Булгаковский замысел учитывал опыт толстовского спектакля, но развивал его в совершенно самостоятельном духе. Дело шло не о том, как «преодолеть» Гоголя (хотя и эта проблема, как увидим позднее, была актуальной). Надо было найти театральное выражение все цементирующей и определяющей в поэме личности творца. 18 ноября 1930 года драматург излагает Немировичу-Данченко суть своей идеи:

«Многоуважаемый Владимир Иванович!

Соображения мои относительно роли Чтеца («Первый в спектакле») в моей инсценировке «Мертвые души» таковы.

Повторный анализ текста моей инсценировки, и в особенности плюшкинской сцены, показал, что можно сделать попытку расширить роль Первого в спектакле с целью органически вплести ее во все сцены спектакля, сделав Первого в полном смысле слова ведущим спектакль.

Для этого потребуется внимательнейшее и тончайшее изучение как текста поэмы «Мертвые души», так и других подсобных материалов, например, писем Гоголя и сочинений некоторых гоголевских современников.

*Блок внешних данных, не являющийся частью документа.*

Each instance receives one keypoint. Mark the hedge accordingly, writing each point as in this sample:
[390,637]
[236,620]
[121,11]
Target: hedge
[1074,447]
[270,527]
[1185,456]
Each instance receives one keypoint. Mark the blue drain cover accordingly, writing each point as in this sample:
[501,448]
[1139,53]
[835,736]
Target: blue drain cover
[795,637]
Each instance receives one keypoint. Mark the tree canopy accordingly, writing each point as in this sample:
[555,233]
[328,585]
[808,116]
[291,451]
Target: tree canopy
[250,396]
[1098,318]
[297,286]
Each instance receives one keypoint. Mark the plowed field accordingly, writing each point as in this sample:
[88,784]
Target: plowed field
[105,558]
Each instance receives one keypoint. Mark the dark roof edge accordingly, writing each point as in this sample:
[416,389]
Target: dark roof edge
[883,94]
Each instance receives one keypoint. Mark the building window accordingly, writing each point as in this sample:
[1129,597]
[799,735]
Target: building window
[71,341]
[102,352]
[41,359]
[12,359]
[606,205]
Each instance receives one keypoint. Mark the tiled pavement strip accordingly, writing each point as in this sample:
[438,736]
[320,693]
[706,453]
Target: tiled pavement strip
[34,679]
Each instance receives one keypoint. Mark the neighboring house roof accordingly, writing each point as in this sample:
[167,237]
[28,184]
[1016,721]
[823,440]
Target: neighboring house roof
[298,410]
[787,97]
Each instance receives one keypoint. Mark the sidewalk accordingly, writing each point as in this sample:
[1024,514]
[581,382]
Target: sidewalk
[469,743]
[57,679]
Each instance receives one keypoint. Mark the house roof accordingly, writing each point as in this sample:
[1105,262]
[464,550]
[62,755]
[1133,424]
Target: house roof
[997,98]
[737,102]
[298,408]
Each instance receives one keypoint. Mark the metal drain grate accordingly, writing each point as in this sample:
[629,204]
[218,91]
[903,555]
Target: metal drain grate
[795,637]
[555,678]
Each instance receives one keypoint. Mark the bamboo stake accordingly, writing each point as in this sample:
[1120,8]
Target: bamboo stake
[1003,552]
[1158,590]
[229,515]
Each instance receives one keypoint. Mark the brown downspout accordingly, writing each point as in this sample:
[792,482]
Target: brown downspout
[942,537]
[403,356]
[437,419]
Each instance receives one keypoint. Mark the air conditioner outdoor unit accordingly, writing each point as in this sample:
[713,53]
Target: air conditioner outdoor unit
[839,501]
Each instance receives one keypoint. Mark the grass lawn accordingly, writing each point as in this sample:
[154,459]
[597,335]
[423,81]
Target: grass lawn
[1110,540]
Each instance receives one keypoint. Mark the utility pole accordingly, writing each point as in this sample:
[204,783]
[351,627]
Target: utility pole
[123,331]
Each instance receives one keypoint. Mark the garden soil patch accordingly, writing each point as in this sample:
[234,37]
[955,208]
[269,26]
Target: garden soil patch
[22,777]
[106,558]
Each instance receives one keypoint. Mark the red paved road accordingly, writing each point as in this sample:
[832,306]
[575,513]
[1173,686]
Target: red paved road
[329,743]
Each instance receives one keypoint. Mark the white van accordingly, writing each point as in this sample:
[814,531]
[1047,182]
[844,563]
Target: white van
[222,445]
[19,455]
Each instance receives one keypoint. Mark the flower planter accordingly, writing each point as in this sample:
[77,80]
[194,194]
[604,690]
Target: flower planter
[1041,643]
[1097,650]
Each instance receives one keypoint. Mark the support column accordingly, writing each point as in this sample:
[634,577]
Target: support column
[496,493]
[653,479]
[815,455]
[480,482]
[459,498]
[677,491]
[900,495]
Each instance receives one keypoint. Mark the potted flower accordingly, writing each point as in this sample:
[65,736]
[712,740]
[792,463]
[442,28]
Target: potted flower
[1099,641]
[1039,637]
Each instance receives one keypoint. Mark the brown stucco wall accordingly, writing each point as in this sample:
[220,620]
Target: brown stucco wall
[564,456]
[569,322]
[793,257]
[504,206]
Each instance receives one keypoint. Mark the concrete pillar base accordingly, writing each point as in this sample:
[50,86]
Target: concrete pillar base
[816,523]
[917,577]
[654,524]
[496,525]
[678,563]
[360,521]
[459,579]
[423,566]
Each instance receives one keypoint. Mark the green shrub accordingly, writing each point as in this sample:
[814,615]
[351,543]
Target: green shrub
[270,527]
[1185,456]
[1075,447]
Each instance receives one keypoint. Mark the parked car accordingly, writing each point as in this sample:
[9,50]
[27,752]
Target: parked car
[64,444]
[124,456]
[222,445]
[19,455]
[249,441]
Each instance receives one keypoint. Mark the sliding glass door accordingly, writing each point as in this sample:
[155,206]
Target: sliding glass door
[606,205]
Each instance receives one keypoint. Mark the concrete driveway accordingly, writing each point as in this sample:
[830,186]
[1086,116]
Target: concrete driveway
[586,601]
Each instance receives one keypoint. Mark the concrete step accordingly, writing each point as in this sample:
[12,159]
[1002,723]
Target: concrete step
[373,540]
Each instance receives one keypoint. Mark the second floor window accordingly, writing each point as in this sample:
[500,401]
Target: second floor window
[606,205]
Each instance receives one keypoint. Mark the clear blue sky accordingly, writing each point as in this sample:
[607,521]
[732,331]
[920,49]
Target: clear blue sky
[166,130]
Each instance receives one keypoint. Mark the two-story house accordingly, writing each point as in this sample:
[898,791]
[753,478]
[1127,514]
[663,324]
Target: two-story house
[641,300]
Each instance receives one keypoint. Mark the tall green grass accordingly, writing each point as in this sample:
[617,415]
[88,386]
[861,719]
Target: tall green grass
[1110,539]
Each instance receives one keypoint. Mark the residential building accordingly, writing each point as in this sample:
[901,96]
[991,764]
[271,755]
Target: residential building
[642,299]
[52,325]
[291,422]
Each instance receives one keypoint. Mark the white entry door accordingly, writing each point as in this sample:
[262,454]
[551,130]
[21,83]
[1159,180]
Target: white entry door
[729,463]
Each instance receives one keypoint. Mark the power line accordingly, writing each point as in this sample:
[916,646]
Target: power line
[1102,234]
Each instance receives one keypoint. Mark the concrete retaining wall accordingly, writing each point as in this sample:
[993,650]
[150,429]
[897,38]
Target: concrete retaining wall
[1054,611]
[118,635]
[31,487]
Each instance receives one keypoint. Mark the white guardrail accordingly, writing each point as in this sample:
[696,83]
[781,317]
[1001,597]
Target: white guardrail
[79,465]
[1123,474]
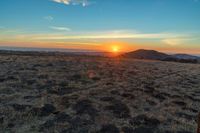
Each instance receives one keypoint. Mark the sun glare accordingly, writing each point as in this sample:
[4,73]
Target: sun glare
[115,49]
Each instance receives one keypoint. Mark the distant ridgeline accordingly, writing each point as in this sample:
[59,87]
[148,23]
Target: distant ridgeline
[155,55]
[138,54]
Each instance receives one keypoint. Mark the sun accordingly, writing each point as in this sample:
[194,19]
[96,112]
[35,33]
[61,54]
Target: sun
[115,49]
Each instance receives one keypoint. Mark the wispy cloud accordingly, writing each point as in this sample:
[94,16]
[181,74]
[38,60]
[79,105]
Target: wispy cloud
[49,18]
[176,41]
[73,2]
[110,36]
[60,28]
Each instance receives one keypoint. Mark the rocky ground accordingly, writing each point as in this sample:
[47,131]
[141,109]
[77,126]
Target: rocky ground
[74,94]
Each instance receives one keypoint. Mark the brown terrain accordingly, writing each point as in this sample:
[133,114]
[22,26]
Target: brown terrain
[81,94]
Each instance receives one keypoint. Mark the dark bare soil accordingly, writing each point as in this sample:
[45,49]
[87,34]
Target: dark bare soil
[74,94]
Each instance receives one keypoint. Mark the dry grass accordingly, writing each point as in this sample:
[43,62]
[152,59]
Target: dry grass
[93,94]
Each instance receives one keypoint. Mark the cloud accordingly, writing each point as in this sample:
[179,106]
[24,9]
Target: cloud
[60,28]
[111,35]
[73,2]
[176,41]
[49,18]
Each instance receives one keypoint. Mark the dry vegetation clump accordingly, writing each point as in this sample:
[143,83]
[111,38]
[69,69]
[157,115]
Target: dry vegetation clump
[80,94]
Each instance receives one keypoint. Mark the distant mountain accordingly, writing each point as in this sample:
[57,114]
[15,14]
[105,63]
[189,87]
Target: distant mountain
[146,54]
[155,55]
[185,56]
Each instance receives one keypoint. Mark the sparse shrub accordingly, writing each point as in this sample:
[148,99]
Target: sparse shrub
[109,129]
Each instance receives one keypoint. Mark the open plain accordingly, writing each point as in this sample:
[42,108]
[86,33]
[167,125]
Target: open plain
[81,94]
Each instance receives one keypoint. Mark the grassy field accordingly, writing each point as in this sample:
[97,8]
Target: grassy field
[80,94]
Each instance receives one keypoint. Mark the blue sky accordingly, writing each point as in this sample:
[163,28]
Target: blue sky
[169,25]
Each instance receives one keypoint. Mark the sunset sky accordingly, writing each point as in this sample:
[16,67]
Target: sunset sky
[165,25]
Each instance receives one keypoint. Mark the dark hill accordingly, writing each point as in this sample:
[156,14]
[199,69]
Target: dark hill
[146,54]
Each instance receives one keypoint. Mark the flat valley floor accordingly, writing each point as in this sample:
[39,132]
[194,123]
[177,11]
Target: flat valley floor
[82,94]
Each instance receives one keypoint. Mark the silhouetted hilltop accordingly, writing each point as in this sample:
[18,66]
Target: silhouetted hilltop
[155,55]
[146,54]
[185,56]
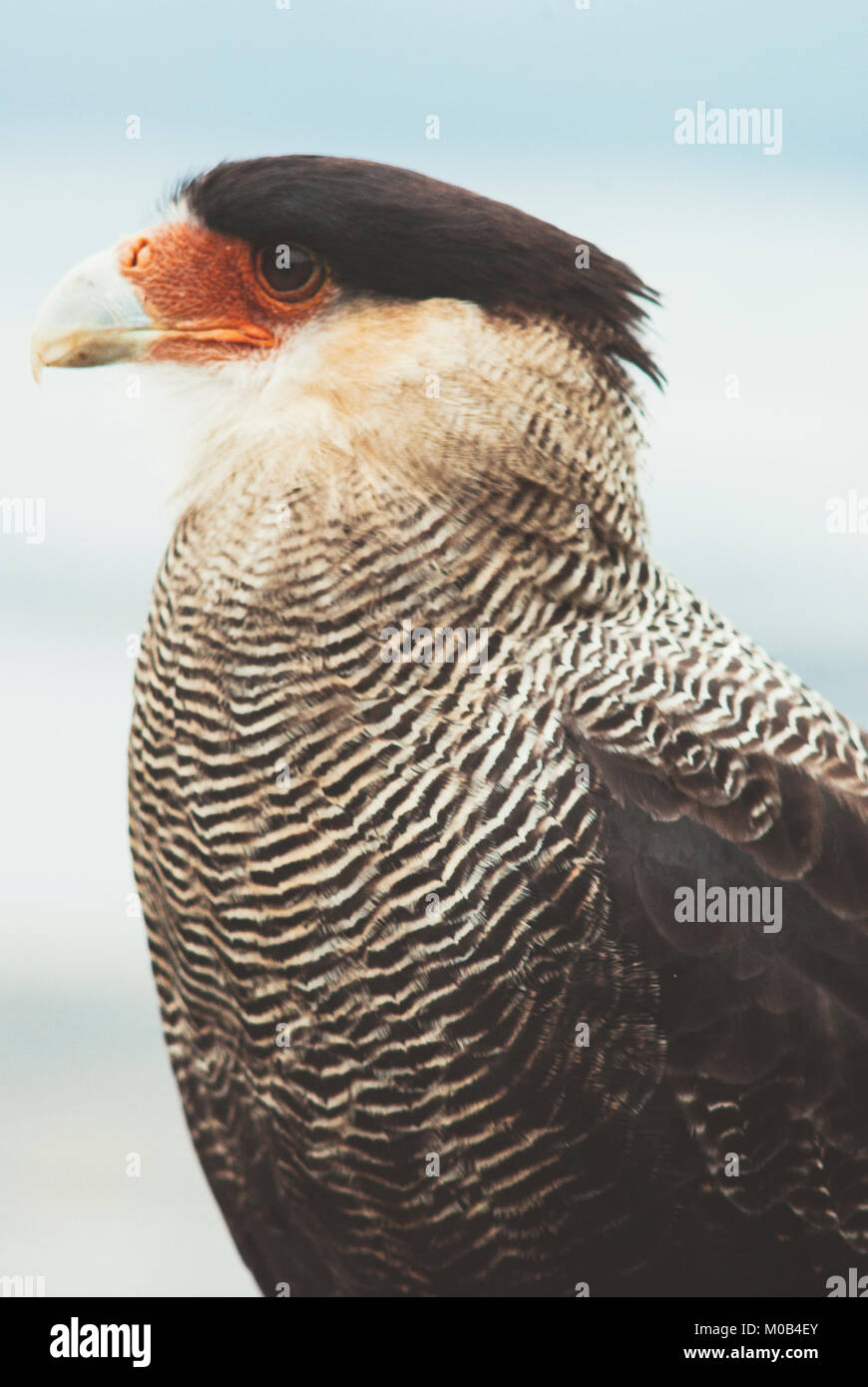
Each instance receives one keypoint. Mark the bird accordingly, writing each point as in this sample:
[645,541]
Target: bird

Сейчас уже начинает выясняться, что окончательная установка этой труднейшей в спектакле роли может быть произведена лишь во время репетиционных работ. Подготовка же этого материала, конечно, должна быть начата заблаговременно, то есть непосредственно после окончательного утверждения Вами представляемого при сем текста моей инсценировки.

Следует добавить, что, по-видимому, пьеса станет значительнее при введении роли Чтеца, или Первого, но при непременном условии, если Чтец, открыв спектакль, поведет его в непосредственном и живом движении вместе с остальными персонажами, то есть примет участие не только в «чтении», но и в действии. Уважающий Вас М. Булгаков» 11.

Через восемь дней Булгаков сообщит Немировичу-Данченко, что «предварительная разработка материалов» для роли Первого в пьесе уже начата: «Как только наметятся контуры этой сложнейшей роли, мы с Василием Григорьевичем (Сахновским. – А. С.) сейчас же вступим в контакт с В. И. Качаловым.

Чрезвычайно трудная задача – создать эту роль» 12.

Факт участия Качалова в гоголевском спектакле сви-

225

детельствовал о том, что продолжалась именно та линия театрализации прозы, которую наметил Немирович-Данченко. Качалов как бы связывал две работы Художественного театра, обнажая их преемственность. Однако задачи, которые Булгаков ставил перед актером, по своей природе были совсем иного порядка: надо было сыграть уже не «лицо от автора», но образ самого автора, создателя поэмы, вступающего в сложнейшие отношения со своими героями.

Попав в чужую работу, в «несуществующую пьесу», Булгаков поступил так, как поступает первородный художник. Вместо того чтобы сочинять традиционную инсценировку или даже «пьесу по мотивам», он стал решать совершенно другую задачу. Он взялся по-своему решать принципиальный вопрос о возможности полноценной сценической жизни великой прозы. Тот самый вопрос, который когда-то встал и перед Немировичем-Данченко. После премьеры «Братьев Карамазовых» в 1910 году режиссер открыл невиданные горизонты для русской сцены. Ликуя, он сообщал тогда Станиславскому, что пробита брешь в глухой стене, отделявшей театр от «крупнейших литературных талантов», что произошла «какая-то колоссальная бескровная революция», «разрешился какой-то огромный процесс, назревавший десять лет». Возможности чтеца мыслились не просто как «новая форма» инсценировки прозы, но как крах всех условностей театра. Даже Чехов казался режиссеру устаревшим перед этими новыми задачами, перед «стройкой нового театра», свободно использующего мировую прозу, вплоть до Библии.

Оптимистические прогнозы не подтвердились. За двадцать лет, протекших после премьеры «Карамазовых», жизнь большой прозы на сцене Художественного театра и за его пределами не вылилась в какие-то принципиально новые формы, о которых мечтал Немирович-Данченко. Инсценировки с чтецами и ведущими стали заурядным делом. Во время работы над «Мертвыми душами» в театр поступали такого рода пьесы (даже Пискатор, как сообщает Марков, прислал в «Театр переделку «Американской трагедии» Драйзера с использованием Чтеца»). Реального движения не было. Театр не мог найти драматургического эквивалента образа автора, авторской интонации и голоса, на которых держится природа повествовательных жанров.